Schon immer wollte ich mal auf den Zentralfriedhof in Wien. Um die Atmosphäre zu erleben, aber auch um das Grab des genialen Künstlers Alfred Hrdlicka und seiner Frau Barbara zu besuchen. Ich hatte die Ehre und das Glück, beide persönlich kennenzulernen.
Beim Spaziergang durch den Friedhof habe ich die Ehrengräber gesehen und die Areale der syrisch/-koptischen, der armenisch-apostolischen, der jüdischen, der islamischen und der serbisch-orthodoxen Gräber besucht. Dabei kamen mir viele Gedanken. Hier liegen nun Menschen aus fast allen Nationen und Glaubensrichtungen friedlich und gleich nebeneinander. Geht das nur, wenn Menschen verstorben sind? Traurige Gedanken in dieser Zeit des Wettrüstens…
Auch Ängste um die Zukunft hatte ich dabei. Wie geht es weiter mit dieser Welt? Da erschienen plötzlich Rehe zwischen den Gräbern. Lautlos. Vertrauensvoll. Wunderschön. Eine ältere Dame pflegte ein Grab, während die Rehe ruhig an ihr vorbeizogen. „Kommen Sie nur näher!“, rief sie mir lachend zu. „Die haben keine Angst!“.
Grab auf dem Zentralfriedhof WienYu Jianzhang (1953-2020) Ehrengrab Beethoven Zentralfriedhof WienZentralfriedhof WienEin Reh auf den Gräbern! Ein Wunder…
Als Jugendliche besuchte ich einige Jahre das Internat der französischen Streitkräfte in Deutschland. Dort waren die meisten meiner Schulkameraden Kinder von Militärs. Ich selbst fühlte mich fehl am Platz und war glühende Pazifistin. In meinem Tagebuch 1979 – ich war 18 Jahre alt – erzähle ich viel von meiner Abneigung der Armee gegenüber und von einer Diskussion mit Mitschülern während des Mittagsessens im Speisesaal.

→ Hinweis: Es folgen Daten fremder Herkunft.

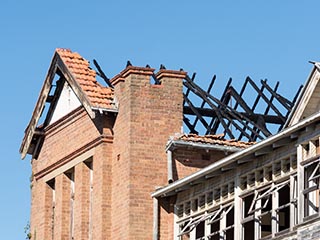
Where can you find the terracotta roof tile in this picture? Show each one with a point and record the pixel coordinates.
(214, 139)
(98, 95)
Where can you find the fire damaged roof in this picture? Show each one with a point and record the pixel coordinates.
(98, 95)
(239, 122)
(213, 139)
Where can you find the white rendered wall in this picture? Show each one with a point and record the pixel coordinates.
(67, 102)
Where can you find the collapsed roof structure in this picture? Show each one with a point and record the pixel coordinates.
(100, 151)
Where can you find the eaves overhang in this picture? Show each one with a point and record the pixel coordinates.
(174, 187)
(174, 144)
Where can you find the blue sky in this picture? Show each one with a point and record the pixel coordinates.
(271, 40)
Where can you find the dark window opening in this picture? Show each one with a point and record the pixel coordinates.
(248, 230)
(200, 230)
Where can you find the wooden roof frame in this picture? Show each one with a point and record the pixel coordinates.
(249, 124)
(57, 66)
(306, 94)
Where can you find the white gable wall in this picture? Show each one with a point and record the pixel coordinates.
(67, 102)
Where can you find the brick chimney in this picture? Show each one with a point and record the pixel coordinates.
(148, 115)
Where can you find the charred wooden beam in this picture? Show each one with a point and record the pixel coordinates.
(208, 112)
(101, 73)
(201, 93)
(203, 101)
(194, 110)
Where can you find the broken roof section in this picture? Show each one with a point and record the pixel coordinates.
(66, 68)
(308, 102)
(205, 141)
(98, 95)
(251, 114)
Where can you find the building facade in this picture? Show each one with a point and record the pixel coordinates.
(102, 166)
(269, 190)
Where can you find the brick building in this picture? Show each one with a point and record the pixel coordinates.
(103, 168)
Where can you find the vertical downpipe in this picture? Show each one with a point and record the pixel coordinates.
(155, 218)
(170, 173)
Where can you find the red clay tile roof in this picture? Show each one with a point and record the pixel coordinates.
(98, 95)
(214, 139)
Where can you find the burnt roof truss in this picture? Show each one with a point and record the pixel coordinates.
(251, 114)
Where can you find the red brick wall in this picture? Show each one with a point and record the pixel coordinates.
(188, 161)
(148, 115)
(66, 139)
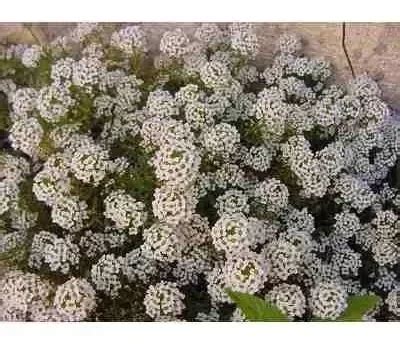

Damals dachte ich, ich würde als Pazifistin sterben. Seit wenigen Tagen bin ich leider nicht mehr davon überzeugt… In einer Welt voller Waffen erscheint mir jetzt die Idee des Pazifismus als Luxus oder unmöglicher Traum…
Hier die Übersetzung meines Tagebuchs – 26. Januar 1979:
„Es ist wieder wegen der Armee. P hat angefangen und F sprach dann vom „idealen Soldaten“, demjenigen, der „die Menschen rettet“, der nur deswegen Soldat wird, um Menschenleben zu retten. Das sei das höchste Ziel im Leben. „Ja glaubst du denn, Soldaten seien da, um Menschen zu retten? Hast du noch nicht verstanden, dass sie da sind, um Menschen zu töten?“.
Da mischte sich M ein: „Wenn wir auf Waffen verzichten würden, würden diese blöden Russen uns angreifen! Ich lache über diejenigen, die keinen Wehrdienst machen wollen. Was machen wir, wenn es einen Krieg gibt und niemand etwas tut?“
„Zuerst einmal sind die Russen nicht blöd, du Idiot“, habe ich geantwortet, „zweitens wäre das umso besser, denn wenn niemand kämpft, weil es keine Armee gibt, gibt es eben auch keinen Krieg mehr!“
Er fing wieder damit an und da habe ich mich aufgeregt und urplötzlich habe ich mich genau gesehen, allein, alleine am Tisch sitzend und umgeben von Fremden, alle so ganz anders als ich! Ich habe mich so aufgeregt, dass ich danach wieder mein „Beruhigungsmittel“ las: Das Buch „L’apprentissage de la sérénité“ („Das Erlernen der Gelassenheit“) von Louis Pauwels.